Une équipe de chercheurs japonais a annoncé une avancée majeure dans le traitement des maladies oculaires, avec la guérison d’une maladie cornéenne rare et la restauration de la vision, grâce à la transplantation de cellules souches. Cette étude, publiée dans la revue médicale The Lancet, apporte un espoir considérable pour des millions de personnes souffrant de troubles de la vision, notamment ceux touchés par des pathologies rares et débilitantes.
L’innovation découle de recherches sur les cellules souches, un domaine qui fait l’objet de progrès significatifs dans le traitement des affections des organes visuels. Quatre patients malvoyants ont vu leur qualité de vie s’améliorer après une greffe de cellules souches, offrant ainsi un aperçu prometteur de ce que pourrait être l’avenir des soins oculaires. Selon Kapil Bharti, chercheur au National Eye Institute des États-Unis à Bethesda, les résultats de cette étude constituent une étape excitante dans la médecine régénérative : “C’est un développement passionnant”, a-t-il souligné, en ajoutant que cette découverte ouvre la voie à un traitement pour un plus grand nombre de patients.
L’étude a été menée à Osaka et a impliqué quatre participants, âgés de 39 à 72 ans, atteints d’une maladie rare appelée maladie à cellules souches limbiques(LSCD), affectant les deux yeux. Cette condition se caractérise par un épuisement des cellules souches situées dans l’anneau limbique de l’œil, qui sont responsables de la régénération de la couche externe de la cornée. Lorsque ces cellules sont endommagées ou épuisées, la cornée se couvre de tissu cicatriciel, réduisant ainsi la vision.
Le LSCD peut avoir des causes congénitales, mais il résulte souvent de traumatismes comme des brûlures, des blessures mécaniques ou l’utilisation prolongée de lentilles de contact. Ses symptômes incluent douleur, sensibilité à la lumière, inflammation et dans les cas les plus graves, cécité. Cette pathologie touche environ dix millions de personnes dans le monde, y compris de nombreux enfants.

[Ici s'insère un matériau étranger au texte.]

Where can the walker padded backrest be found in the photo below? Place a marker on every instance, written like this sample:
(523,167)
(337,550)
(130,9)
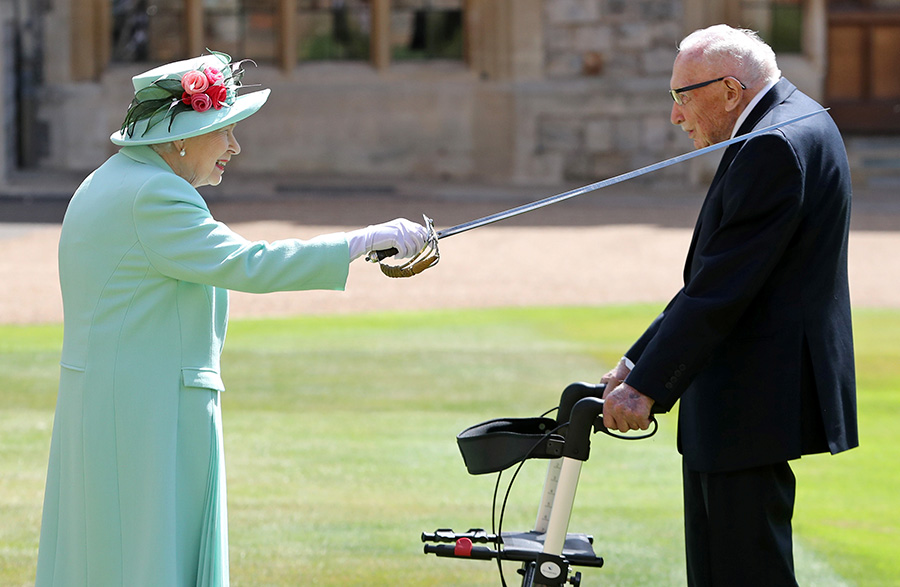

Traditionnellement, les greffes de cornée ont recours à des cellules provenant d’un œil sain, mais cette méthode comporte des risques, notamment le rejet de la greffe, des infections et des complications comme le glaucome. Lorsque les deux yeux sont affectés, des cornées provenant de donneurs décédés peuvent être utilisées, mais elles sont également susceptibles de provoquer des rejets par le système immunitaire du receveur.
Pour cette étude révolutionnaire, les chercheurs ont eu recours à une source cellulaire alternative : les cellules souches pluripotentes induites (iPS), des cellules reprogrammées artificiellement pour se comporter comme des cellules souches embryonnaires. Les scientifiques ont prélevé des cellules sanguines sur des donneurs sains, puis les ont reprogrammées en cellules embryonnaires. Ces cellules ont ensuite été transformées en une fine couche de cellules épithéliales cornéennes, une partie essentielle de la cornée, avant d’être greffées sur les patients après avoir enlevé le tissu cicatriciel existant. Le tout a été couvert par une lentille de contact protectrice.
Deux ans après la transplantation, les résultats ont été plus que concluants : aucun des patients n’a présenté de rejets ou d’effets secondaires graves. Aucun signe de tumeur n’a été observé, ce qui est un risque potentiel associé aux cellules iPS, et les patients n’ont pas eu besoin de médicaments immunosuppresseurs. Tous ont connu une amélioration notable de leur vision. L’extension de la zone cornéenne affectée par le LSCD a diminué, et seul un patient a rapporté une légère baisse de la vision après un an. Ces résultats montrent non seulement l’efficacité du traitement, mais aussi sa sécurité.
Kapil Bharti a exprimé sa satisfaction face à ces progrès : “C’est une excellente nouvelle, d’autant plus que les greffes n’ont pas été rejetées”. Toutefois, il souligne que d’autres études et greffes sont nécessaires pour confirmer la viabilité à long terme de cette approche. En dépit de ces résultats encourageants, il reste incertain quant aux mécanismes précis qui expliquent l’amélioration de la vision. Les hypothèses incluent une prolifération des cellules transplantées dans la cornée ou l’ablation du tissu cicatriciel avant la greffe, mais il est également possible que la migration des cellules du receveur, dans d’autres régions de l’œil, joue un rôle important dans le processus de guérison.
Avec ces résultats prometteurs, l’équipe de recherche prévoit de lancer d’autres études cliniques dès mars prochain. “Ces réussites montrent que nous sommes sur la bonne voie”, a ajouté Bharti, ouvrant la porte à de nouvelles avenues pour les traitements des maladies oculaires à l’avenir. Cette avancée témoigne du potentiel des cellules souches dans la régénération des tissus et pourrait transformer le traitement des maladies cornéennes à l’échelle mondiale.